Quincy, formerly SS Vogesen, was built in 1909 by William Doxford and Sons, Sunderland, England for H. Vogemann; acquired by NOTS 8 May 1917; and commissioned at New Orleans, Louisiana, 2 February 1918.

Upon the declaration of war with Germany, SS Vogesen was seized by Customs and Navy officials at Pensacola, Florida, and was renamed Quincy 4 June 1917. After a refit at New Orleans, Louisiana, she was quickly placed in service by NOTS as a collier.
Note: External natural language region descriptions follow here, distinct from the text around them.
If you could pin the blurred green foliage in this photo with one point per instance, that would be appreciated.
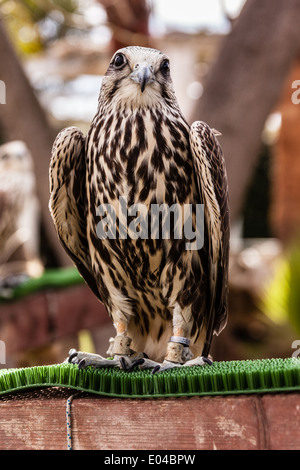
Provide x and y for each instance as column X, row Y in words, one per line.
column 281, row 300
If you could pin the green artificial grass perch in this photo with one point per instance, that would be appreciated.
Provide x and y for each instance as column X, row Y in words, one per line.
column 222, row 378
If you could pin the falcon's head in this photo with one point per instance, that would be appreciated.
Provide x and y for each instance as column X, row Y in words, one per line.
column 138, row 76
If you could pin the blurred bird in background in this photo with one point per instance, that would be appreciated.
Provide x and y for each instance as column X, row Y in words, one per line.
column 19, row 217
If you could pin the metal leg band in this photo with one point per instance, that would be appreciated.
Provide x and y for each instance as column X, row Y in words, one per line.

== World War I North Atlantic operations ==

During World War I Quincy made three round trip transatlantic voyages. She sailed from Norfolk, Virginia, 27 February 1918 with a cargo of lumber destined for Paulliac, France, and returned to Norfolk 1 June. While at Norfolk she was fitted out to carry fuel oil. Quincy departed 21 July for Brest, France with a cargo of lumber, cement, and airplanes, and returned to Philadelphia, Pennsylvania, 26 September for a short refit. On her third eastward crossing she left Galveston, Texas, 1 November, bound for Genoa, Italy with a cargo of aviation material. On the return voyage, Quincy called at Gibraltar to take on a Navy cargo, and arrived at Philadelphia 25 March 1919. Quincy subsequently carried cargo between U.S. east coast ports and visited Guantánamo Bay and St. Thomas, Virgin Islands.

== Post-war activity ==

After the war Quincy continued to operate along the U.S. East Coast. She was designated AK–10 on 17 July 1920. From August 1920 until May 1921 she was laid up at Norfolk. Quincy got underway 13 May for Gibraltar and Brest. Upon her return to the U.S. she remained on the east coast a short time and then sailed to the California coast via the Panama Canal making various calls en route to take on and discharge cargo. Quincy arrived at Mare Island Navy Yard, California, 3 November 1921 and visited Hawaii in January–February 1922. She returned to Philadelphia 11 April.

== Decommissioning ==

Quincy decommissioned at Philadelphia 5 June 1922 and was sold 25 September 1922 to the Navigation Steamship Co.

== Civilian career ==
After being sold on multiple occasions, in 1936 she was sold again and was renamed Burego Star, and in 1937 she was resold to Chinese interests and renamed Haida. She was declared missing after sailing from Seattle for Hong Kong on October 24, 1937 with a cargo of sulfur that was believed to be headed for China for use in its munitions industry. She was likely torpedoed by a Japanese I-Boat.